# PyTorch Deep Dive: Training Your First Model

We have the Data (Tensor). We have the Machine (Model). We have the Math (Autograd).

Now we need to teach the machine. This is **Training**.

## Learning Objectives
- **The Vocabulary**: What is an "Epoch", "Batch", "Loss", and "Optimizer"?
- **The Intuition**: Training as "Learning to Ride a Bike".
- **The Loop**: The 5-step process that repeats millions of times.
- **The Visual**: Watching the loss go down.


In [None]:
import torch
import torch.nn as nn
import torch.optim as optim
import matplotlib.pyplot as plt

torch.manual_seed(42)

## Part 1: The Vocabulary (Definitions First)

Training a model is like training an athlete. Here are the terms:

### 1. Epoch
- One full pass through the entire dataset.
- Example: If you have 1000 images and you look at all 1000, that's 1 Epoch.
- Analogy: Reading the textbook cover-to-cover once.

### 2. Batch
- A small chunk of data processed at once.
- We don't learn from 1 example at a time (too slow/noisy), nor all at once (too big for RAM).
- Analogy: Studying one chapter at a time.

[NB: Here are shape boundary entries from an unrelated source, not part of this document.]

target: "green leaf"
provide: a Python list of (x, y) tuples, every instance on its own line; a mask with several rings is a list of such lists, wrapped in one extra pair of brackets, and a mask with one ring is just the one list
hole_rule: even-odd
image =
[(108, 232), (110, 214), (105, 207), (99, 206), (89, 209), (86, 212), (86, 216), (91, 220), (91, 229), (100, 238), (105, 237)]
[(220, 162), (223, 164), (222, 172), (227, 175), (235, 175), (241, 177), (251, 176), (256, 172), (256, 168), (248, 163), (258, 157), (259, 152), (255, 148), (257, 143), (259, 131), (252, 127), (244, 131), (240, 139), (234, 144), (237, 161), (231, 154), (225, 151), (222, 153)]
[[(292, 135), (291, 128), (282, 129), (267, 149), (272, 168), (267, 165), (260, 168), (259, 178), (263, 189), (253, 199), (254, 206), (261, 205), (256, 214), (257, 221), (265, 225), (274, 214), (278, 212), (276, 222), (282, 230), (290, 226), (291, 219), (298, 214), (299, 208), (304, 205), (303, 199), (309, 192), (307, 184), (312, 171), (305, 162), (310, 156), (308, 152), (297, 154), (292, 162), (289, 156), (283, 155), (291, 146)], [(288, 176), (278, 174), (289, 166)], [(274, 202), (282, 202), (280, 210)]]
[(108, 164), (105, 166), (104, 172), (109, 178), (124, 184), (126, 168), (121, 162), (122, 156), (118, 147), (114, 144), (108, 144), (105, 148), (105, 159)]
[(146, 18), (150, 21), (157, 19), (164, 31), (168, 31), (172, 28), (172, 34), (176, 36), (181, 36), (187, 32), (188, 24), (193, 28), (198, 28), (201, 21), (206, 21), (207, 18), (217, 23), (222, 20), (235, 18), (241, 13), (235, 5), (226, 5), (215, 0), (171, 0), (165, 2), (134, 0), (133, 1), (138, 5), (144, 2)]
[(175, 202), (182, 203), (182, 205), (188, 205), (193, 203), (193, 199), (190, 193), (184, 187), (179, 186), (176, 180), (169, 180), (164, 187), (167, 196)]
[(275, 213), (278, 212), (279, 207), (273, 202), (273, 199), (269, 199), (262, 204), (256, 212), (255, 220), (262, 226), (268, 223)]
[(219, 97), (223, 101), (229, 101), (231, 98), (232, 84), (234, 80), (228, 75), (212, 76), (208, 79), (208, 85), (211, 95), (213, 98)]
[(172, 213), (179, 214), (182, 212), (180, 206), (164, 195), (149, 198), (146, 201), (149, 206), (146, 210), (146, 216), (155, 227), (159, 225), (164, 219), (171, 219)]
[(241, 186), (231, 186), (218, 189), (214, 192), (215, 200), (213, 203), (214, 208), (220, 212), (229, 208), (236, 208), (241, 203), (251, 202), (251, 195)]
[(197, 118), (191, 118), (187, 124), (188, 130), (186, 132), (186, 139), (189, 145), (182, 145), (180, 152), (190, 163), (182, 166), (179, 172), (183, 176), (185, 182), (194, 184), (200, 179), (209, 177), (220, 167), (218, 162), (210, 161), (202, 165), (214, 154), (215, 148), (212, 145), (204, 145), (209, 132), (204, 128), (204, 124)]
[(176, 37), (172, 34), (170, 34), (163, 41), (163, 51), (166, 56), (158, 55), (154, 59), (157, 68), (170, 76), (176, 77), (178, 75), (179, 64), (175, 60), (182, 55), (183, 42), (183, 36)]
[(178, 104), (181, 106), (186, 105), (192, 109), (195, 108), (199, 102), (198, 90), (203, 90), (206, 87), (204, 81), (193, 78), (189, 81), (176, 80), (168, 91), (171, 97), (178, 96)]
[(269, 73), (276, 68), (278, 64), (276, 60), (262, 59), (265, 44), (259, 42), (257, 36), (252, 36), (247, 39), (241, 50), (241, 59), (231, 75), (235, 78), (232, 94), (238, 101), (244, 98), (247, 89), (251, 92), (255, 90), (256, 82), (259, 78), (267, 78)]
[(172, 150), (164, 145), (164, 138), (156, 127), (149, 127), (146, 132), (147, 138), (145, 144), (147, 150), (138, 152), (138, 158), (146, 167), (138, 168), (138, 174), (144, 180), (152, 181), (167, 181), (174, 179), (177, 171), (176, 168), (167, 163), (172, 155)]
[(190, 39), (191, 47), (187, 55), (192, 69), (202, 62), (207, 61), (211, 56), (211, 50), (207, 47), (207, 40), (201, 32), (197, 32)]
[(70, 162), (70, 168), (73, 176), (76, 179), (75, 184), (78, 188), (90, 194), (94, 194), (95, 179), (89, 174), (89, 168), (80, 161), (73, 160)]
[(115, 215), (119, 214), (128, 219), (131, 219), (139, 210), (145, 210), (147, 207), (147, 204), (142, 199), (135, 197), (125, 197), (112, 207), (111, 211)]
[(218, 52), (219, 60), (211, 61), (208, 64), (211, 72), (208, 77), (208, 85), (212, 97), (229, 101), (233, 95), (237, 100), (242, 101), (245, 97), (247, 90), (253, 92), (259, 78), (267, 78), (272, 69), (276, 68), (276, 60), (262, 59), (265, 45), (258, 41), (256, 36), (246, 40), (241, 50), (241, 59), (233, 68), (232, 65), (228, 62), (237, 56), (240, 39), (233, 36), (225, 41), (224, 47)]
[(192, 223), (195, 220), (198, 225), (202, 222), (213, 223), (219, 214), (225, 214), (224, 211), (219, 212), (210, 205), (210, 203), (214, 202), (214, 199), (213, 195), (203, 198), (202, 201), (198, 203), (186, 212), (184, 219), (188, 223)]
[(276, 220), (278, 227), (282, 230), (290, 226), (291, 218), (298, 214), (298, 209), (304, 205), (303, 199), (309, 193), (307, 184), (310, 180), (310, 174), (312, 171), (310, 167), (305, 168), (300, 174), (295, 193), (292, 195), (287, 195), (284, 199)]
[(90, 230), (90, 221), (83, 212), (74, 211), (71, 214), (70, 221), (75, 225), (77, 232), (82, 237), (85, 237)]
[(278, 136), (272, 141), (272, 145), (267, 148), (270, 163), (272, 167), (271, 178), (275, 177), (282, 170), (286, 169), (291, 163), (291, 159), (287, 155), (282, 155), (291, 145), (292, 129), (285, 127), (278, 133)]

### 3. Loss Function (The Scorecard)
- Measures how bad the model's prediction is.
- Example: MSE (Mean Squared Error) for numbers, CrossEntropy for categories.
- Analogy: The grade on a practice test.

### 4. Optimizer (The Coach)
- The algorithm that updates the weights to reduce the loss.
- Example: SGD (Stochastic Gradient Descent), Adam.
- Analogy: The coach telling you "Lean left!" or "Pedal harder!".

## Part 2: The Intuition (Learning to Ride a Bike)

How do you learn to ride a bike?

1. **Try**: You get on and pedal. (Forward Pass).
2. **Fail**: You fall over. (Compute Loss).
3. **Blame**: You realize you leaned too far left. (Compute Gradients).
4. **Adjust**: You lean a bit to the right next time. (Update Parameters).
5. **Repeat**: You do it again.

This is exactly how Neural Networks learn.

## Part 3: The Setup (Data, Model, Loss, Optimizer)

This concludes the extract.